L’Europe occupe peu de place dans la campagne présidentielle française. Sauf peut-être quand il s’agit de la huer dans les meetings. Il est vrai qu’à force d’avoir d’abord vu l’Europe comme un simple espace économique, cela affaiblit son dessein originel. Qu’elle semble parfois bien loin l’idée des instigateurs de cette grande union des peuples qui voulaient en faire un espace géographique singulier où les habitants partagent des valeurs sociétales communes qui ne sont pas forcément celles de la Chine ou des États-Unis.

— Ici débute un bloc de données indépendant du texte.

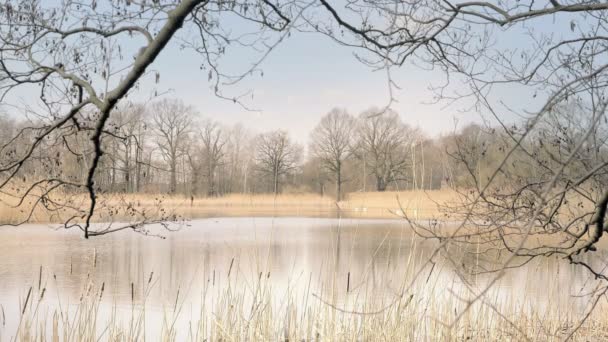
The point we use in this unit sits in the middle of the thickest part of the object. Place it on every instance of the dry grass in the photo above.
(234, 309)
(415, 204)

L’Europe imaginée par les pères fondateurs, c’est aussi, d’abord, une histoire de civilisation. C’était. Car sur ce plan, c’est un semi-échec. Parce que l’Europe n’a pas su insuffler une dimension émotionnelle forte d’appartenance à un espace culturel unique de valeurs partagées, trop d’Européens n’aiment pas l’Europe. Ils la voient plus comme la cause de leurs problèmes que de leur bien-être. De ce semi-échec, on prête souvent cette formule apocryphe à Jean Monnet : « Si c’était à recommencer, ce serait par la culture ». Et il est vrai que, où l’Europe enregistre ses meilleurs succès, c’est auprès des lycéens et étudiants qui saisissent la chance de rencontrer des jeunes d’autres pays grâce au programme d’échange Erasmus.

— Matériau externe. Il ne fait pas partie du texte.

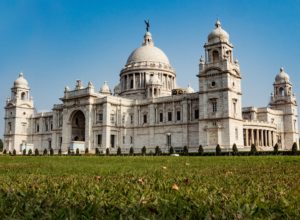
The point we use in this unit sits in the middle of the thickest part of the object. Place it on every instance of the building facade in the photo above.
(147, 108)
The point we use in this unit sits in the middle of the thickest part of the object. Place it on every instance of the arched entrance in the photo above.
(78, 126)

Dans la majorité des cas, ils reviennent enchantés par la richesse des rencontres et la conviction que l’Europe est leur village de demain. En votant à 61 % contre le Brexit, les jeunes Britanniques partagent cette conviction. Les chiffres ne donnent pas tort aux jeunes : l’Europe concentrait 25 % de la population mondiale il y a un siècle ; dans 20 ans, elle ne représentera que 1/20e. L’idée qu’un monde fermé et renfermé sur lui-même est la clé du bien-être de demain est une idée de « vieux esprits » qui rêvent d’un vieux monde qui n’existe plus.